L’allarme è scattato formalmente nel tardo pomeriggio di lunedì 2 marzo, quando un’amica e connazionale di Elena si è presentata in Questura, disperata. Le due ragazze, giunte in Italia circa tre mesi fa e orfane di entrambi i genitori, abitavano insieme. Secondo la ricostruzione fornita agli inquirenti, la mattina del 2 marzo si erano recate, come d’abitudine, nei pressi della Statale 16 in direzione San Severo, dandosi appuntamento a fine mattinata per rientrare a casa. Elena, però, non si è mai presentata al punto di ritrovo. Dopo aver provato invano a contattarla telefonicamente, l’amica ha allertato le forze dell’ordine. Già nella serata di lunedì, le pattuglie hanno rinvenuto il telefono cellulare della 21enne abbandonato lungo il ciglio della strada: un dettaglio che aggrava i timori su quanto possa esserle accaduto.

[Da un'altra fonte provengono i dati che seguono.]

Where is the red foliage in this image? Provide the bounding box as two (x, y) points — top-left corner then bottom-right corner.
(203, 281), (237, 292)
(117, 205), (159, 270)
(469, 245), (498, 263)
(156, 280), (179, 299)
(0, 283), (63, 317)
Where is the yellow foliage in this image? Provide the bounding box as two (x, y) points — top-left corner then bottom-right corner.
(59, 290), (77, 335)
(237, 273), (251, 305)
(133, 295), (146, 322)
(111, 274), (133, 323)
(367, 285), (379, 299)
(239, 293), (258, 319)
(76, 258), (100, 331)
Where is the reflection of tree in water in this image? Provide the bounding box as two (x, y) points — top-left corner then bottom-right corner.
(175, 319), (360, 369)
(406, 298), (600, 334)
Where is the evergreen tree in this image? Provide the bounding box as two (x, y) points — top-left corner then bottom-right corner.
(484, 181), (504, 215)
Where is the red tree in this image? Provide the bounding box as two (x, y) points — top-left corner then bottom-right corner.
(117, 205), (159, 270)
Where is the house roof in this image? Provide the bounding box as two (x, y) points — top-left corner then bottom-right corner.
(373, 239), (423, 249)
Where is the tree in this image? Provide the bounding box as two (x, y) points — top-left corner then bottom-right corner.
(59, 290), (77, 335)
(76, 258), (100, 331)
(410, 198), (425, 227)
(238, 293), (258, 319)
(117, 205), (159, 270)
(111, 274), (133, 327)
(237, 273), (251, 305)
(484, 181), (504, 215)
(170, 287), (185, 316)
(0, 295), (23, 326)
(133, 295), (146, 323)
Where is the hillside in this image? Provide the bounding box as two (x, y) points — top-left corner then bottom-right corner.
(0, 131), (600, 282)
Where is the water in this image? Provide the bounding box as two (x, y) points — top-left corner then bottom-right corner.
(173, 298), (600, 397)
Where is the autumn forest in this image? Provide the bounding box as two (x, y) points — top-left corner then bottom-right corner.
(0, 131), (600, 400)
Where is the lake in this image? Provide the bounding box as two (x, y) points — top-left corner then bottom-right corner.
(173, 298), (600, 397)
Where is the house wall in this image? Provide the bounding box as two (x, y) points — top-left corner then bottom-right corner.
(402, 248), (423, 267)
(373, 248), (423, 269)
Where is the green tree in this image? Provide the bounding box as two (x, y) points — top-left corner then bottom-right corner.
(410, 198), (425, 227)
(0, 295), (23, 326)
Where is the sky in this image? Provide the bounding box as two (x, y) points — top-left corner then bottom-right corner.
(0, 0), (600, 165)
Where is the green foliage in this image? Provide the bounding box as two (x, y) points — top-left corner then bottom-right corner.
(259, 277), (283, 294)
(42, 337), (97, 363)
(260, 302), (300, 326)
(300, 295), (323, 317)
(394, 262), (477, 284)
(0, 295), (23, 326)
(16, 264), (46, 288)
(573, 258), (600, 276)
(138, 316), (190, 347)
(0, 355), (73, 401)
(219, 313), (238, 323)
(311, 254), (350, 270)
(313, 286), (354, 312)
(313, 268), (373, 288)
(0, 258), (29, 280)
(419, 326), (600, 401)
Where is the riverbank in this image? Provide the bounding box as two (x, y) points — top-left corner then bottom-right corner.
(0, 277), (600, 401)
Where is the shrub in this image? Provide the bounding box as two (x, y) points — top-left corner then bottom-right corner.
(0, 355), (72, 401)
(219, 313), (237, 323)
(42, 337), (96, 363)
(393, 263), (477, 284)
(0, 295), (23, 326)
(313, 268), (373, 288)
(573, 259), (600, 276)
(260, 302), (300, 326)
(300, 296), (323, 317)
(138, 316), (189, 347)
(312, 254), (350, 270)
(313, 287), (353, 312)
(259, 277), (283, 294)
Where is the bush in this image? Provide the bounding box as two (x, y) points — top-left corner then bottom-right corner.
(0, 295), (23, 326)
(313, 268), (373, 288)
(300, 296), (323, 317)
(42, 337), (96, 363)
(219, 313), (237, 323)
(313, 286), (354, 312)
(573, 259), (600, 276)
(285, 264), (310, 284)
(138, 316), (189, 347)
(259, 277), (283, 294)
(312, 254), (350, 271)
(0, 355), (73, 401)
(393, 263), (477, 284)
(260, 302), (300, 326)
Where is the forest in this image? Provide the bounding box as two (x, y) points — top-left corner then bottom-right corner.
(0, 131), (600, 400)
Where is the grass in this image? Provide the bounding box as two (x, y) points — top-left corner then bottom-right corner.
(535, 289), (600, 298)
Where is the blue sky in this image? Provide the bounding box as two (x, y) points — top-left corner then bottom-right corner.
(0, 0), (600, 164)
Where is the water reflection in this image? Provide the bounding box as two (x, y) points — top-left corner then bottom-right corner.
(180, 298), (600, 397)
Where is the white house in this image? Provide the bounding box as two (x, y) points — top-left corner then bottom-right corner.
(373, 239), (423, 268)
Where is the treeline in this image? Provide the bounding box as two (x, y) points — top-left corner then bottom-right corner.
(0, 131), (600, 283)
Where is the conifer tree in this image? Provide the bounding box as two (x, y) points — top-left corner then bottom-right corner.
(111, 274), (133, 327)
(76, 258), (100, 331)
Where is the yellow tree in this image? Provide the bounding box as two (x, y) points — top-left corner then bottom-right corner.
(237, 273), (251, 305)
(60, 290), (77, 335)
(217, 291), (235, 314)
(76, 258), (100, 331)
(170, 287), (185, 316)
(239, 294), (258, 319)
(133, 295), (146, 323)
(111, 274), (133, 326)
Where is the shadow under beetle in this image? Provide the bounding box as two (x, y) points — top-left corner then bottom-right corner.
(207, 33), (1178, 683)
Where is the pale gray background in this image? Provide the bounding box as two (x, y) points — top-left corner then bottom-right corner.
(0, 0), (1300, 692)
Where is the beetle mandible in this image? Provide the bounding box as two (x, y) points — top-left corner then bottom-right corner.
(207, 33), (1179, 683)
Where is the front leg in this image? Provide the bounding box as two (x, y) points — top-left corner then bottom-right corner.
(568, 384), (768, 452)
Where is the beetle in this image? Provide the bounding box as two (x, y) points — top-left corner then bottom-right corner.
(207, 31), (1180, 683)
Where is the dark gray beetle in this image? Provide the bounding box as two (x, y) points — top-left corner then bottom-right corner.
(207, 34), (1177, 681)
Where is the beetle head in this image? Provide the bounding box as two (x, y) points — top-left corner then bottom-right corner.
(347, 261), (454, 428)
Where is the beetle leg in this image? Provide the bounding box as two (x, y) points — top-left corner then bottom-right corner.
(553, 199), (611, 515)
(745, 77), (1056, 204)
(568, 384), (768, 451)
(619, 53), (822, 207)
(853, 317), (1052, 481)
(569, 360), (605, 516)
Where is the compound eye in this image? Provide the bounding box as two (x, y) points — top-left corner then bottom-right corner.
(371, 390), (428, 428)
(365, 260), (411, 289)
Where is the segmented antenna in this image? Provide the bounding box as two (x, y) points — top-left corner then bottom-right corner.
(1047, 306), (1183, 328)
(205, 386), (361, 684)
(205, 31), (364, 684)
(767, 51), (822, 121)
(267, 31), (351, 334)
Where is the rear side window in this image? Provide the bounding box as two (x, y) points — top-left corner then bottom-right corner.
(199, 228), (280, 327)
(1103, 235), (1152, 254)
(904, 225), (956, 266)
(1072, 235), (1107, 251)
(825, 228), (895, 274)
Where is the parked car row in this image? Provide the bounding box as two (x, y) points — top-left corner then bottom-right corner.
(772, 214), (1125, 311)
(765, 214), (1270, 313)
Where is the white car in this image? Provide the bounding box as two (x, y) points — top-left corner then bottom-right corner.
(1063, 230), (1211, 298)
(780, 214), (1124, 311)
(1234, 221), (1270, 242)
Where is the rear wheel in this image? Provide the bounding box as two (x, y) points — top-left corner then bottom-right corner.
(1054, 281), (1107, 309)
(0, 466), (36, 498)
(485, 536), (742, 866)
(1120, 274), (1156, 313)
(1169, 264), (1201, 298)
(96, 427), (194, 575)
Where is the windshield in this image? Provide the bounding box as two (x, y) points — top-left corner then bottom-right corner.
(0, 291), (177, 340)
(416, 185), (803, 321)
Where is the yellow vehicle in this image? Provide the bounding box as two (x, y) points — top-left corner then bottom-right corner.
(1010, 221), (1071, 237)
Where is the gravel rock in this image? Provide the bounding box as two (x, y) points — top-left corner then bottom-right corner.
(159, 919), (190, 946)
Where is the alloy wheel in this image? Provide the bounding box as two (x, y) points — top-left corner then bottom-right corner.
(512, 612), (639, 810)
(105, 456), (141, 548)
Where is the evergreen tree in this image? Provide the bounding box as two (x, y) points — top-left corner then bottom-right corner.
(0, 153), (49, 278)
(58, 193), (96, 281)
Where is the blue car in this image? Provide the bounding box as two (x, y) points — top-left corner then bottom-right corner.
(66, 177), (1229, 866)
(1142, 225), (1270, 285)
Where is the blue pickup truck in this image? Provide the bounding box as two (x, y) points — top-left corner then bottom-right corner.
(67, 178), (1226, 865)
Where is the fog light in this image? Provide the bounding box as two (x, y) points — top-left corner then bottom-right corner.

Il piano provinciale per la ricerca delle persone scomparse è scattato immediatamente. Nelle scorse ore, i sommozzatori dei Vigili del Fuoco (giunti dalle direzioni di Bari e Taranto) hanno scandagliato senza esito un grosso vascone per uso irriguo, ispezionando anche i pozzi e le estese campagne che costeggiano la SS 16. Le indagini sono state affidate agli investigatori della Squadra Mobile, che al momento non tralasciano alcuna pista. Ad allungare un’ombra inquietante sulla vicenda c’è un dettaglio emerso in sede di denuncia: l’amica ha infatti riferito che, nelle settimane precedenti alla scomparsa, alcuni uomini le avrebbero pesantemente importunate.